Well, I disagree here. I like the options provided by the current GIRM rubrics, which includes a variety of Eucharistic Prayers. I like the English liturgy; if somebody wants to sprinkle in some Latin on occasion, fine.
Apples and oranges, Sinky. Apples and oranges.
If the priests in this country and the bishops would just say the Mass according to the GIRM, we would be in a fine state. No one is against legitimate options that are provided for in the rubrics.
What we abhor is the "make it up yourself" things that are allowed to happen.
Surely you can tell the difference between an authorized option to use Eucharistic prayers 1 or 2 or 3 or 4, and a bishop ripping out kneelers so people are discuoraged from doing what the rubrics say?
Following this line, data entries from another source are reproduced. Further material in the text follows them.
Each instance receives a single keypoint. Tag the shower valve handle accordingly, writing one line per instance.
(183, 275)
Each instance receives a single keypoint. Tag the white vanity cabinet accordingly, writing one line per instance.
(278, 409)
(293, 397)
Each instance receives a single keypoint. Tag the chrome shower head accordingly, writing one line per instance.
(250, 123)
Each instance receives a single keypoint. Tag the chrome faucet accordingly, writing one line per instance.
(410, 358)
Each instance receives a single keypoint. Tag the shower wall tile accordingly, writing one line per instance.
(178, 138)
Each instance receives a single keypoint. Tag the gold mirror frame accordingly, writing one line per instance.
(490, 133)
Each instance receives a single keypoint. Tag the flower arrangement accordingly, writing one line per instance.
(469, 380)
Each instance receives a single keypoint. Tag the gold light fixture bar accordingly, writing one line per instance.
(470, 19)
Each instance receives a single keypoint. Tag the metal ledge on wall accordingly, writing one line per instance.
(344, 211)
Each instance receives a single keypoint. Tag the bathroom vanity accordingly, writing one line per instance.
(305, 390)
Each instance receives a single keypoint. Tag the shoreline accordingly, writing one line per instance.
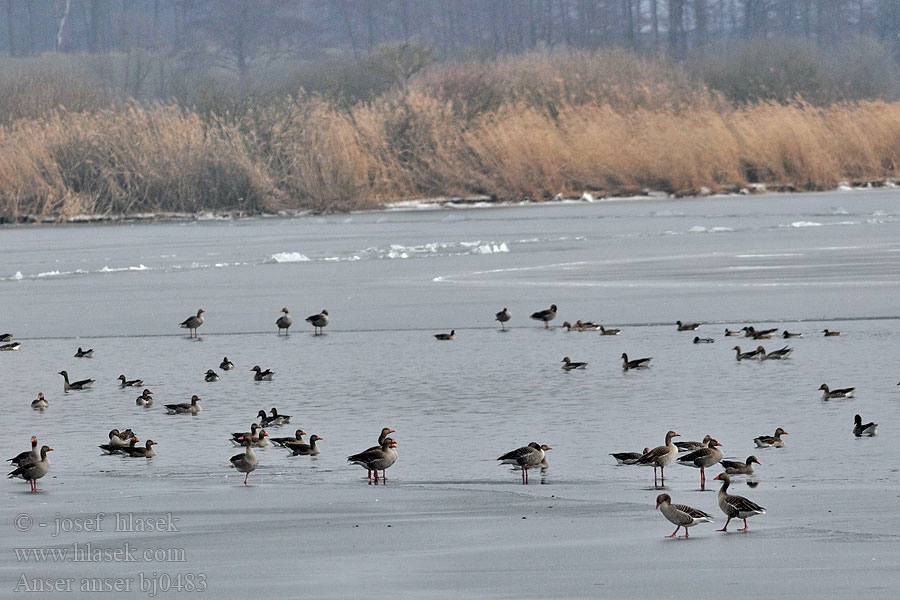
(436, 203)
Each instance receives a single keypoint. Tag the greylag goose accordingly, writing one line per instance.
(239, 436)
(736, 507)
(546, 315)
(32, 471)
(859, 429)
(680, 514)
(376, 459)
(298, 437)
(27, 456)
(735, 467)
(193, 322)
(144, 399)
(277, 419)
(130, 382)
(628, 458)
(318, 321)
(828, 394)
(774, 354)
(284, 322)
(569, 365)
(503, 316)
(638, 363)
(77, 385)
(185, 408)
(145, 451)
(247, 461)
(661, 456)
(744, 355)
(261, 375)
(775, 441)
(302, 449)
(525, 457)
(703, 459)
(690, 446)
(40, 403)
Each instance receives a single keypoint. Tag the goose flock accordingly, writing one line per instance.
(32, 465)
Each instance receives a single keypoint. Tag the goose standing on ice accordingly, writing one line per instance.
(318, 321)
(193, 322)
(284, 322)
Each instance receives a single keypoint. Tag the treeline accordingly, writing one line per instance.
(527, 126)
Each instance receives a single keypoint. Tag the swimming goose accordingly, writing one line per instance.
(775, 441)
(680, 514)
(144, 399)
(284, 322)
(735, 467)
(859, 429)
(185, 408)
(298, 437)
(247, 461)
(145, 451)
(40, 403)
(828, 394)
(302, 449)
(569, 366)
(774, 354)
(27, 456)
(525, 457)
(130, 382)
(545, 315)
(628, 458)
(277, 419)
(376, 459)
(736, 507)
(638, 363)
(744, 355)
(703, 459)
(32, 471)
(661, 456)
(318, 321)
(690, 446)
(261, 375)
(78, 385)
(503, 316)
(192, 323)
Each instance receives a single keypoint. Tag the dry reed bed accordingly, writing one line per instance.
(307, 152)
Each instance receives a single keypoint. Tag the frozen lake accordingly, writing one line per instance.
(450, 521)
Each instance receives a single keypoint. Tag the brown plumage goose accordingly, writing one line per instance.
(680, 514)
(736, 507)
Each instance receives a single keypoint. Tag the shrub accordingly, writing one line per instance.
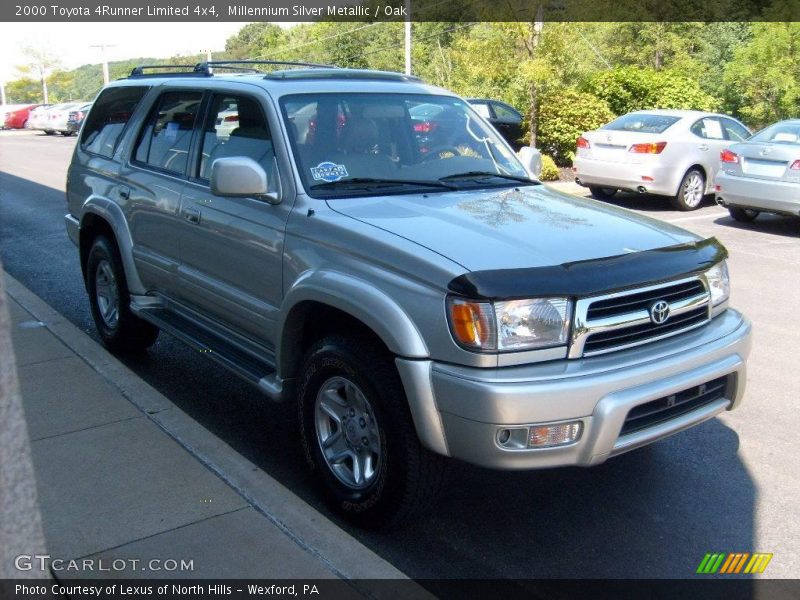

Can you tell the difference between the legitimate option of doing the Confeitor or doing the Kyrie and the practice of the preist leaving words out of the Creed that he doesn't agree with?
SD
Yes. And I guess I'm sheltered, but, even in the wild days of the 70s and 80s, I never ran across a priest who just made stuff up (like Eucharistic Prayers) or who left things out or switched things around.
Maybe the Fort Worth diocese is just a staid place. I know of no threats by our bishops against liturgical innovators; I just don't know of any.
The only liturgical dance I ever saw was two years ago at a Martin Luther King Mass, which I just happened to stumble into. The bishop presided, and some acculturated women did some weaving and dipping bringing up the gifts.